Notez ce point juridique

Au regard du risque d’effacement des preuves lié à leur nature informatique et face à une volonté d’une société de dissimuler l’identité d’un distributeur, le recours à l’article 145 du CPC est justifié (en ce qu’il déroge au principe du contradictoire).

Aux termes de l’article 145 du code de procédure civile, s’il existe un motif légitime avant tout procès de conserver ou d’établir la preuve de faits dont pourrait dépendre la solution d’un litige, les mesures d’instruction légalement admissibles peuvent être ordonnées à la demande de tout intéressé sur requête ou en référé.

L’article 145 du code de procédure civile suppose l’existence d’un motif légitime, c’est-à-dire un fait crédible et plausible, ne relevant pas de la simple hypothèse, dont l’objet et le fondement juridique sont suffisamment déterminés et dont la solution peut dépendre de la mesure d’instruction sollicitée, à condition que cette mesure ne porte pas une atteinte illégitime aux droits d’autrui. Elle doit être pertinente et utile.

Ainsi si le demandeur à la mesure d’instruction n’a pas à démontrer l’existence des faits qu’il invoque puisque cette mesure in futurum est justement destinée à les établir, il doit néanmoins justifier d’éléments rendant crédibles ces suppositions et démontrer que le litige potentiel n’est manifestement pas voué à l’échec, la mesure devant être de nature à améliorer la situation probatoire du demandeur. De plus, si le demandeur dispose d’ores et déjà de moyens de preuve suffisants pour conserver ou établir la preuve des faits litigieux, la mesure d’instruction demandée est dépourvue de toute utilité et doit être rejetée. Enfin, ni l’urgence, ni l’absence de contestation sérieuse ne sont des conditions d’application de ce texte.

L’article 493 du code de procédure civile dispose lui que l’ordonnance sur requête est une décision provisoire rendue non contradictoirement dans les cas où le requérant est fondé à ne pas appeler de partie adverse.

Le juge doit donc rechercher également si la mesure sollicitée exigeait une dérogation au principe du contradictoire. Les circonstances justifiant cette dérogation doivent être caractérisées dans la requête ou l’ordonnance qui y fait droit.
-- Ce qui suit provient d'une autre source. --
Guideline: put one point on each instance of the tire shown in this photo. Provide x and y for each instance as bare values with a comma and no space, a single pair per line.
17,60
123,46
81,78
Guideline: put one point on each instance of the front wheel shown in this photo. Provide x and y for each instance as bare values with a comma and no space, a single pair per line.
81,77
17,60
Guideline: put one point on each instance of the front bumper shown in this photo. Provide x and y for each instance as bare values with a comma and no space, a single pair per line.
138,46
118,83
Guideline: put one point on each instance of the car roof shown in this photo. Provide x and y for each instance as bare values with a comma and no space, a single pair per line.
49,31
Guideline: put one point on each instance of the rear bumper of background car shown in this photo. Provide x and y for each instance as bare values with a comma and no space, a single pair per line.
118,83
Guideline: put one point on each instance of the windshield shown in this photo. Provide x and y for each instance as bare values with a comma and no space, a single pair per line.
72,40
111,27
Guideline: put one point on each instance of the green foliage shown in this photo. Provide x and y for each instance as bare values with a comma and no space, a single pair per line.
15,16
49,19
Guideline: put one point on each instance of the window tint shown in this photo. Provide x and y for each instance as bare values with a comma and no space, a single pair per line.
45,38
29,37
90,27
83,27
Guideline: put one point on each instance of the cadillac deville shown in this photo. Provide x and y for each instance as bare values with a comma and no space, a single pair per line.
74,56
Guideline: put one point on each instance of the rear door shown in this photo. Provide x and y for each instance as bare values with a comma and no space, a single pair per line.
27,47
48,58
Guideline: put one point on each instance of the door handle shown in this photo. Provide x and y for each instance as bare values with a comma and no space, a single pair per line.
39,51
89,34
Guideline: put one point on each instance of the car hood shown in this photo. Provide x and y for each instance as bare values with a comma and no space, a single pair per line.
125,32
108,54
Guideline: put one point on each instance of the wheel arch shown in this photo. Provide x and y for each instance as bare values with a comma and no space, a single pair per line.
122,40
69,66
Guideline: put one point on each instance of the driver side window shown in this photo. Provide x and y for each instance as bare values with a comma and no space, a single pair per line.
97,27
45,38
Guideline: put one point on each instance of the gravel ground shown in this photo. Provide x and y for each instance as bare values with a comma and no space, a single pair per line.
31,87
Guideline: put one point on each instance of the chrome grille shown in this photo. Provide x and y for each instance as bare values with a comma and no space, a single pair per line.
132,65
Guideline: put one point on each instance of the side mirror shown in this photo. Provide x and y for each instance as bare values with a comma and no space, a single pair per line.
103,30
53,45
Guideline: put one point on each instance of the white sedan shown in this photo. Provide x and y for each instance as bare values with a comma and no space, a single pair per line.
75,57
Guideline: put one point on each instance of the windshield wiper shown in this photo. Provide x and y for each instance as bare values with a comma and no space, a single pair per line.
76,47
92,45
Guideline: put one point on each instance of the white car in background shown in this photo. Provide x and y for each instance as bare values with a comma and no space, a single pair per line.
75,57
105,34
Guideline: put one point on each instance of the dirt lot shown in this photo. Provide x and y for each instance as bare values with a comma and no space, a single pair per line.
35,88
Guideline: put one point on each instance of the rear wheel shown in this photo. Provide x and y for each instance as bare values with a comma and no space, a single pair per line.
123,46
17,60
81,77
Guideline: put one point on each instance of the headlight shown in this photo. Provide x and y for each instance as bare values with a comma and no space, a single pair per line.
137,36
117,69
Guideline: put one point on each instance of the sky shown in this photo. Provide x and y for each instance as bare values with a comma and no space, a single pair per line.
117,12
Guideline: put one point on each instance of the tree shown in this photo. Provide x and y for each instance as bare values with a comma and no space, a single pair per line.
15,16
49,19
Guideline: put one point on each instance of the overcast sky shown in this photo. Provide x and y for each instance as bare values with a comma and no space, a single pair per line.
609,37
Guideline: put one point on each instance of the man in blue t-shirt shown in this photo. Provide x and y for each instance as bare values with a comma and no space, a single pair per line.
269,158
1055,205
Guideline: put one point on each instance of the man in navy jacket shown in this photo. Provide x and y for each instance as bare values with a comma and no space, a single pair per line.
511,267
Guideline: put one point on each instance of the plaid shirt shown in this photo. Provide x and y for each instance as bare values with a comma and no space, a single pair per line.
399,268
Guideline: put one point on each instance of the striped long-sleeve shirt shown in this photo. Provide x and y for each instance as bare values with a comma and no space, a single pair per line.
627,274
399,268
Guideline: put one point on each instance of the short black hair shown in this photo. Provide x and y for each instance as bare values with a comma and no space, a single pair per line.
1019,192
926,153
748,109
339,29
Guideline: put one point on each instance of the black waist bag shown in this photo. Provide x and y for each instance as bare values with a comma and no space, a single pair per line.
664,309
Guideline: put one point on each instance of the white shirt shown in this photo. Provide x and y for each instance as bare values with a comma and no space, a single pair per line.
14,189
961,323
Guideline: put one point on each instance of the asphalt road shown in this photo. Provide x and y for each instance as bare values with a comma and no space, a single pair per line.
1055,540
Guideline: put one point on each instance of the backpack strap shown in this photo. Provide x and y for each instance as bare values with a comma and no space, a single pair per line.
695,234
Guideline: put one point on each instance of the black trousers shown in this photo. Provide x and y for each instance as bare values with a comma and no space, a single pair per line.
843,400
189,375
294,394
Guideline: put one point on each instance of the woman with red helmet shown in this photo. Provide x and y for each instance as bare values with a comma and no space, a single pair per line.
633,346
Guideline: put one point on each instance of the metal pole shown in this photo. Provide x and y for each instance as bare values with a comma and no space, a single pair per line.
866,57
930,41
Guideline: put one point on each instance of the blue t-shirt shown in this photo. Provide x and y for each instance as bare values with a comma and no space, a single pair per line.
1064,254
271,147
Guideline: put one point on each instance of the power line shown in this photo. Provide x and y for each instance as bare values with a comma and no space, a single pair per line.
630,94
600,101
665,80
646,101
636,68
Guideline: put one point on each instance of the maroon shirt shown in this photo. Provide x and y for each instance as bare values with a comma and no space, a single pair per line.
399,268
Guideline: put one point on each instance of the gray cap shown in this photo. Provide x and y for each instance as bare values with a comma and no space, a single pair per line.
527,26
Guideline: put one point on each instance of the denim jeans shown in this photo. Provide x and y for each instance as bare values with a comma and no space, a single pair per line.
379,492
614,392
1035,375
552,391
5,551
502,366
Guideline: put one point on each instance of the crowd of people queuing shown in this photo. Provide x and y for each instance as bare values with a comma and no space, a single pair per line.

Enfin il résulte des articles 497 et 561 du code de procédure civile que la cour d’appel, saisie de l’appel d’une ordonnance de référé statuant sur une demande en rétractation d’une ordonnance sur requête, est investie des attributions du juge qui l’a rendue devant lequel le contradictoire est rétabli. Cette voie de contestation n’étant que le prolongement de la procédure antérieure, le juge doit apprécier l’existence du motif légitime au jour du dépôt de la requête, à la lumière des éléments de preuve produits à l’appui de la requête et de ceux produits ultérieurement devant lui.

Résumé de l’affaire

L’affaire concerne un litige entre la société FLOWSERVE CORPORATION et la société SAP FRANCE SOCIETE D’APPROVISIONNEMENT DES PETROLIERS concernant des certificats falsifiés utilisés dans le cadre d’appels d’offres émis par la société SONATRACH en Algérie. Suite à une décision de justice, des mesures ont été prises pour rechercher et conserver des correspondances électroniques entre les deux sociétés. Après un recours en référé, le juge a maintenu les mesures prises et a rejeté les demandes de dommages-intérêts. Les deux sociétés ont fait appel de cette décision. La société SAP FRANCE demande la rétractation de l’ordonnance initiale et des dommages-intérêts, tandis que la société FLOWSERVE demande la confirmation de la décision du juge des référés. L’affaire est en attente de jugement de la cour d’appel.

Les points essentiels

Sur la recevabilité et le bien-fondé de la requête de la société FLOWSERVE CORPORATION

La société FLOWSERVE CORPORATION a demandé une mesure d’instruction in futurum au président de la chambre commerciale du tribunal judiciaire de Metz en vertu de l’article 145 du code de procédure civile. Cette mesure vise à conserver ou établir la preuve de faits pouvant influencer l’issue d’un litige, sous certaines conditions.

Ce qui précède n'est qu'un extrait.